Author: liorean (evolt@liorean.f2o.org); 09/09/2002; found in Code, 4umi edited.
Regular expressions are patterns of characters, character sequences that may of may not occur in
a given textual content. Take for example the DOS wildcards ? and
* when searching for a file which have been commonly used since
computers became mainstream articles. That is a kind of very limited subset of RegExp. For instance, if you want to find all
files beginning with foo, followed by 1 to 4 random
characters, and ending with .txt, you can't do that with
the usual DOS wildcards. RegExp, on the other hand, could handle that and much
more complicated patterns.
Regular expressions are, in short, a way to effectively handle data, search and replace strings, and provide extended string handling. Often a regular expression can in itself provide string handling that other functionalities such as the built-in string methods and properties can only do if you use them in a complicated function or loop.
Various programming languages implement regular expressions, with some differences between them. In Javascript, support starts with version 1.2, which comes with Internet Explorer 4 and better, and Netscape 4 and better.
There are two ways of defining regular expressions in Javascript: one through an object constructor and one through a literal. The object can be changed at runtime, but the literal is compiled at load of the script, and provides better performance. So the literal is the best to use with known regular expressions, but the constructor allows for dynamically constructed regular expressions such as those from user input. In almost all cases you can use either way to define a regular expression, and they will be handled in exactly the same way no matter how you declare them.
Like a string variable is declared by putting some text between quotation marks (either the single (') or the double (") variant), RegExp literals are delimited by the forward slash character / in Javascript. This may be confusing at first as it is a quite unusual writing method. Other languages such as PHP or VBScript use other characters for the same purpose in their regular expressions. Any flags go immediately after the closing slash.
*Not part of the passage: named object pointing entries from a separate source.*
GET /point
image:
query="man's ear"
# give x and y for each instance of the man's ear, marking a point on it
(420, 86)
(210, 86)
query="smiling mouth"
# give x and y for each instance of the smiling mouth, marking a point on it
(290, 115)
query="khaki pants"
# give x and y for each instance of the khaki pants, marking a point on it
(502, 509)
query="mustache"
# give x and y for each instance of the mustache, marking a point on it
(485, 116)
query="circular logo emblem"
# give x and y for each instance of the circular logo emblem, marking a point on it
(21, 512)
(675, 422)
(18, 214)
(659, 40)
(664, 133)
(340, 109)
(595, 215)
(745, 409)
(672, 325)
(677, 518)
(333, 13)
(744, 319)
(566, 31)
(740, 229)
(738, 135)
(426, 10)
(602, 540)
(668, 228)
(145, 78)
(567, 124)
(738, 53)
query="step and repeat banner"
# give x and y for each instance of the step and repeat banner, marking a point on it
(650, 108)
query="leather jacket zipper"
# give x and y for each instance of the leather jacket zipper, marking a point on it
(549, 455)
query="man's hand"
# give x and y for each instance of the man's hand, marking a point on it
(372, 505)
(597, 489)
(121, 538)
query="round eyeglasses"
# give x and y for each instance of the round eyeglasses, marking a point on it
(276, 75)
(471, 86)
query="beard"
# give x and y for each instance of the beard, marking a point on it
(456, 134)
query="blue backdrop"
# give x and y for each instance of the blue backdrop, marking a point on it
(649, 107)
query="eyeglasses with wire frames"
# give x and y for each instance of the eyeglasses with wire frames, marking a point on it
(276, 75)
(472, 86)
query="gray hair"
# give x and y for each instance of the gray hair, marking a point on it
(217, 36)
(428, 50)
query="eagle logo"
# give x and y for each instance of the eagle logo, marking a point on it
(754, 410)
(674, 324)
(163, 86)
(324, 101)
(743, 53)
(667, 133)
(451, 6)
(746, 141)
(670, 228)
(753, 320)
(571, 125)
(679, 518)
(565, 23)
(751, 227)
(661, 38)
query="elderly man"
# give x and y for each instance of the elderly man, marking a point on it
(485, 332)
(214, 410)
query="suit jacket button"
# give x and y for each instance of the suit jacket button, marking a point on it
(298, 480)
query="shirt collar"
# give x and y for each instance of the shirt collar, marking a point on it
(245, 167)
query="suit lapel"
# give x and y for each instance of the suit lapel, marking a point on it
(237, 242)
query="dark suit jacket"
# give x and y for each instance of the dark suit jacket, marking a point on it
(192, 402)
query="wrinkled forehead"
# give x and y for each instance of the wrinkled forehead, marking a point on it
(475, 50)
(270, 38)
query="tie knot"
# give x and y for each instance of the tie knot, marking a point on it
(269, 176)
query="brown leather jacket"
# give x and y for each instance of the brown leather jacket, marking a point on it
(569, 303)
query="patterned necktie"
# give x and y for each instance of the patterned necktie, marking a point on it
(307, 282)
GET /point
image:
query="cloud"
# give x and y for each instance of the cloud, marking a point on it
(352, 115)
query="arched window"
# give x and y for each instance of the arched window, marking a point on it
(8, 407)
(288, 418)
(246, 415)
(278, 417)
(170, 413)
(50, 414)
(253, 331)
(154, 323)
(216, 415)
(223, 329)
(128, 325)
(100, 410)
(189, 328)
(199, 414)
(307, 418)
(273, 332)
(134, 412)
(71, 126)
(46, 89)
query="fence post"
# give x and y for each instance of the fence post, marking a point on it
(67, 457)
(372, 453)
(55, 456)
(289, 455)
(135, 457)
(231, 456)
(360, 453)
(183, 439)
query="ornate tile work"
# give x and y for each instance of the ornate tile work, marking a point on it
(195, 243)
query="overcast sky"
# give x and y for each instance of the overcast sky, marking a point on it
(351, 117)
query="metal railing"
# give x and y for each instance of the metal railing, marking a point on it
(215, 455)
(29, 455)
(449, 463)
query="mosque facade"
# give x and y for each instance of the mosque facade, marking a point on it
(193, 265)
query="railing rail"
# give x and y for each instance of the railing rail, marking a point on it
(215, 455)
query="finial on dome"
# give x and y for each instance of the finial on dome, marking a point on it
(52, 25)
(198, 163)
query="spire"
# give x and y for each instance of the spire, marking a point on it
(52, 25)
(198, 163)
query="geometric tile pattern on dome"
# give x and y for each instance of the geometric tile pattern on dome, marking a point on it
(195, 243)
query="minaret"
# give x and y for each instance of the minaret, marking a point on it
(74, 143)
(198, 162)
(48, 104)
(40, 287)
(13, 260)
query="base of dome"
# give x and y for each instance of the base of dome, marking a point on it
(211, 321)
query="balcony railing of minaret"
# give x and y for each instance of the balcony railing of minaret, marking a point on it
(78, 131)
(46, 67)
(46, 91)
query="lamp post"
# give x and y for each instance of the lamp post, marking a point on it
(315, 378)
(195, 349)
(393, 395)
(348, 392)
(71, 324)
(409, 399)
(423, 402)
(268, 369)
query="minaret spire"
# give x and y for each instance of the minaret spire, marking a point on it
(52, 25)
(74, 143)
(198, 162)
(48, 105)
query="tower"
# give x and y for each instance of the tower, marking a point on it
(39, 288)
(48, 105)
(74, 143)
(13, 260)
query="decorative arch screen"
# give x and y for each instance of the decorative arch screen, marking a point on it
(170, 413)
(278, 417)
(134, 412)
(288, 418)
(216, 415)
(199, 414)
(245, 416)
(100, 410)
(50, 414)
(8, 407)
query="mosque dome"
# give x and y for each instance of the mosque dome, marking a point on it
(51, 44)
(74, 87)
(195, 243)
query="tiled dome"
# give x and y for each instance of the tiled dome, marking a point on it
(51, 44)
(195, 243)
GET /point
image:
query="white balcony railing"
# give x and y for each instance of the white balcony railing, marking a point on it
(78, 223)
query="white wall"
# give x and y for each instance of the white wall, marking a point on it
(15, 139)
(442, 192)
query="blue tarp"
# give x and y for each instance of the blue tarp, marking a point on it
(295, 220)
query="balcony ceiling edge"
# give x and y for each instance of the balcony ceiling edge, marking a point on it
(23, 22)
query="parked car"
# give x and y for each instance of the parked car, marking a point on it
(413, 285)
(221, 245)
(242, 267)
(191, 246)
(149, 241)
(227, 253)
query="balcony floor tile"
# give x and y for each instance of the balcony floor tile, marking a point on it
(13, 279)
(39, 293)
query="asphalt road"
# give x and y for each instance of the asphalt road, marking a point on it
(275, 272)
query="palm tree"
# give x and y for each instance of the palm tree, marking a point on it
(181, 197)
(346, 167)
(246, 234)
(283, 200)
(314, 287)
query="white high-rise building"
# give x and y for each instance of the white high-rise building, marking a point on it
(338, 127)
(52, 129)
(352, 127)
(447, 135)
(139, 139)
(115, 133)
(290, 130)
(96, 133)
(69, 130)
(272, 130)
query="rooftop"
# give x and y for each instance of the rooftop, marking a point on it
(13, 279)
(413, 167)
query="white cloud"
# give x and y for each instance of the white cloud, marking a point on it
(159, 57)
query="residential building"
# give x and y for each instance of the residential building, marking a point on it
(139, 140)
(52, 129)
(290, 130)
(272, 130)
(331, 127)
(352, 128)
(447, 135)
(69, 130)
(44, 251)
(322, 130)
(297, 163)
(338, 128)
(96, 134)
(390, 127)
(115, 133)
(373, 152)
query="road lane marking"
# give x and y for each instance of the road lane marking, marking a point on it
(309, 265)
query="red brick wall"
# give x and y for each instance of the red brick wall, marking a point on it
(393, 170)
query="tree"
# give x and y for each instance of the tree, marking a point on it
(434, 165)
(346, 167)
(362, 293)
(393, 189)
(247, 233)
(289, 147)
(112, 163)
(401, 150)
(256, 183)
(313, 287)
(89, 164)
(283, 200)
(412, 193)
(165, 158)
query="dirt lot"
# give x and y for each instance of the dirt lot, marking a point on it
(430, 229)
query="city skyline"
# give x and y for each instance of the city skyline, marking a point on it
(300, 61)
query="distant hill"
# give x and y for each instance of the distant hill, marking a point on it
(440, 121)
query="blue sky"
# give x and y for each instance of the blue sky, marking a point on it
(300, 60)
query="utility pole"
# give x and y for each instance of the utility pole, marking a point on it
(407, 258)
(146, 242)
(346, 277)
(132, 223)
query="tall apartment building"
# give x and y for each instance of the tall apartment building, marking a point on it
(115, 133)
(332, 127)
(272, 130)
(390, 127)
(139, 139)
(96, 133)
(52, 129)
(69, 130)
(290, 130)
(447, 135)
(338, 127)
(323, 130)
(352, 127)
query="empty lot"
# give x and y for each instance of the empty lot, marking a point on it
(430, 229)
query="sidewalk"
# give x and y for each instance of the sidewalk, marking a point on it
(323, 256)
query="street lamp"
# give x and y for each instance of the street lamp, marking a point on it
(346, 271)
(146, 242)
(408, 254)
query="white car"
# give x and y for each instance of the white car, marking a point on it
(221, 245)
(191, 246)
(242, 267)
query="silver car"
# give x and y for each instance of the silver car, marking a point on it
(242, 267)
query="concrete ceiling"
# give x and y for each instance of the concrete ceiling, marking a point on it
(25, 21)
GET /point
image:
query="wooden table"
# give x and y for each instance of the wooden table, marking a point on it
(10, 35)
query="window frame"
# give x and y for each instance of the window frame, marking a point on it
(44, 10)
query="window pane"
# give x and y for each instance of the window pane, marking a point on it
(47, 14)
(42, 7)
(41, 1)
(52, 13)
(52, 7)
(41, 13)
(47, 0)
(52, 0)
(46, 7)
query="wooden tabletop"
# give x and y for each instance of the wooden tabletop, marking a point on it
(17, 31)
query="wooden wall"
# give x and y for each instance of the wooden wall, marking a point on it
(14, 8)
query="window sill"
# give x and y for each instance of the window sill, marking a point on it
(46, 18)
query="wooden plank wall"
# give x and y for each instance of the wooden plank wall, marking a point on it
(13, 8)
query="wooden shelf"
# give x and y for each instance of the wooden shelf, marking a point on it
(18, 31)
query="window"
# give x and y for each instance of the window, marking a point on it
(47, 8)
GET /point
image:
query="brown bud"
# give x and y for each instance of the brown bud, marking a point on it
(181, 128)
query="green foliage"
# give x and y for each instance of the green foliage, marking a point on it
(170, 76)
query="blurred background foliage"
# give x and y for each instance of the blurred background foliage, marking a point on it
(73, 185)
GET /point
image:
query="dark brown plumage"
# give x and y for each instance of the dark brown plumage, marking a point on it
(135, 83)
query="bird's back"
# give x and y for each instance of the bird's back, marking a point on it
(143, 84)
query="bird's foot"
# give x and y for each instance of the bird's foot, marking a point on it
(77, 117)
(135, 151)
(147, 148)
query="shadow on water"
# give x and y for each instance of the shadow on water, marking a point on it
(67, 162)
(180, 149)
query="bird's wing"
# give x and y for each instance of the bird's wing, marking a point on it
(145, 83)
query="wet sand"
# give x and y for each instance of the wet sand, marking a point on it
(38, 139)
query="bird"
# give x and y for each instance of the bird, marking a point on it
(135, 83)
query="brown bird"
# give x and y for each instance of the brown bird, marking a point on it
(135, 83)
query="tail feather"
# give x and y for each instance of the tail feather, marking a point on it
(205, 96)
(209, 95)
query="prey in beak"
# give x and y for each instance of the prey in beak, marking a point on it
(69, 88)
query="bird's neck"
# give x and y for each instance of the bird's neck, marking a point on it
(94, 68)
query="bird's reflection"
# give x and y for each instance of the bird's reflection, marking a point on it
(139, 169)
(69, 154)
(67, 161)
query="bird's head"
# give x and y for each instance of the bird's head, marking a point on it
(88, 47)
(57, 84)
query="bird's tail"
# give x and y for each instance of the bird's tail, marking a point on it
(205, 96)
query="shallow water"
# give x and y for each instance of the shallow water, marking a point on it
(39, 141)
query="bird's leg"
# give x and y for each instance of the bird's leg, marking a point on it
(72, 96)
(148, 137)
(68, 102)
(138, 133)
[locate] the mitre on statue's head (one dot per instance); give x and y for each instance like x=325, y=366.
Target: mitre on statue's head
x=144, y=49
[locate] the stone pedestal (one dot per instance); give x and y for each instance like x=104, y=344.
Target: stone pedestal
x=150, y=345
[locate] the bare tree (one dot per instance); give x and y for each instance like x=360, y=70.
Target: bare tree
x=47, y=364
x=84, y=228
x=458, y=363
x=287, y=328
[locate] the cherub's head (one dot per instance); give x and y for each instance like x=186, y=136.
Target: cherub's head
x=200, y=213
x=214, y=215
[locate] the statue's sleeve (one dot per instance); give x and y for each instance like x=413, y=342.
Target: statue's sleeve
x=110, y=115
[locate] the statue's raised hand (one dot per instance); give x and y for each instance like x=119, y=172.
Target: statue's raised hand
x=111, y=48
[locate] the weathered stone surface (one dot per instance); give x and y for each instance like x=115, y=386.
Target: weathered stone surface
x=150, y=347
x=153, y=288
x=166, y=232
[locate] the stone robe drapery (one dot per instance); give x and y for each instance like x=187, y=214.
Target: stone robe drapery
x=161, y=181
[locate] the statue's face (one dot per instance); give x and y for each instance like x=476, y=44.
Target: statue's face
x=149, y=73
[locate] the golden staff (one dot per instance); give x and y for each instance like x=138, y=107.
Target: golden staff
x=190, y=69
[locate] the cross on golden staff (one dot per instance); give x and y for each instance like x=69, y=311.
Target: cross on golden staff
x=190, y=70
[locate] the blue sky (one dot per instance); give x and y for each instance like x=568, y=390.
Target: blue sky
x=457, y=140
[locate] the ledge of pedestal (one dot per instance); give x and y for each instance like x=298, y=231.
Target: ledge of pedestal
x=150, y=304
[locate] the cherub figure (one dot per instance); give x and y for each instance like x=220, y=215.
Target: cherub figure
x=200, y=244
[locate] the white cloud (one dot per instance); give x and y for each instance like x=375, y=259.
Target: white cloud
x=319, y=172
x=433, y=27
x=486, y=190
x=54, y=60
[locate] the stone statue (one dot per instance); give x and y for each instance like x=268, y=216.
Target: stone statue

/pattern/flagsvar re = /mac|win/i; /^(\d\d)([-:\/])(\d\d)\2(\d\d)$/.exec( '02:22:44' ); /[\u0024\u20ac]\s*\d+/.test( somemoneystring ); 'God save the the Queen'.match( /\b(\w+)\b\s+\1/g );
Extended characters may be entered in the pattern through their Unicode number. In the example above, \u0024 is the dollar, \u20ac is the €.
To create a regular expression at runtime, a object is called with two parameters, the first the pattern, the second the flags, both as type string. If no flags are required, the second parameter can be left out. Since backslashes are used to escape special characters in strings as well as in regular expressions, they must be escaped themselves with another backslash to make it to the expression.new RegExp()
new RegExp( 'pattern', 'flags' );
var re = new RegExp( '\\d{' + min + ',' + max + '}' );
var re = new RegExp( '\\b' + window.prompt( 'Your word:', 'example' ) + '\\b', 'gi' );
var re = new RegExp( new Date().getDate() + ' (\\w) ' + new Date().getFullYear(), 'g' );
There are three flags that you may use on a RegExp. The multiline flag has bad support in older browsers, but the other two are supported in pretty much every browser that can handle RegExp.
| Flag | Name | Description |
|---|---|---|
g | Global Search | Makes the RegExp search for a pattern throughout the string, creating an array of all occurrences it can find matching the given pattern. |
i | Ignore Case | Makes a regular expression case insensitive, possibly with the exception of extended characters such as æ. |
m | Multiline Input | Makes the beginning (^) and end of input
($) metacharacters also catch at the beginning and end of lines
respectively. |
Flags are an itegral part of the expression. They cannot be changed or set after the object has been created.
The patterns used in RegExp can be very simple, or very complicated, depending on what you're trying to accomplish. To match a simple string like 'Hello World!' is no harder then actually writing the string, but if you want to match an e-mail address or html tag, you might end up with a very complicated pattern that will use most of the syntax presented in the table below.
| Pattern | Description |
|---|---|
| Escaping | |
\ |
Escapes special characters to literal and literal characters to
special. E.g: /\(s\)/ matches '(s)' while
/(\s)/ matches any whitespace and captures the match. |
| Quantifiers | |
{n},
{n,},
{n,m}, *,
+, ? |
Quantifiers match the preceding subpattern a certain number of characters.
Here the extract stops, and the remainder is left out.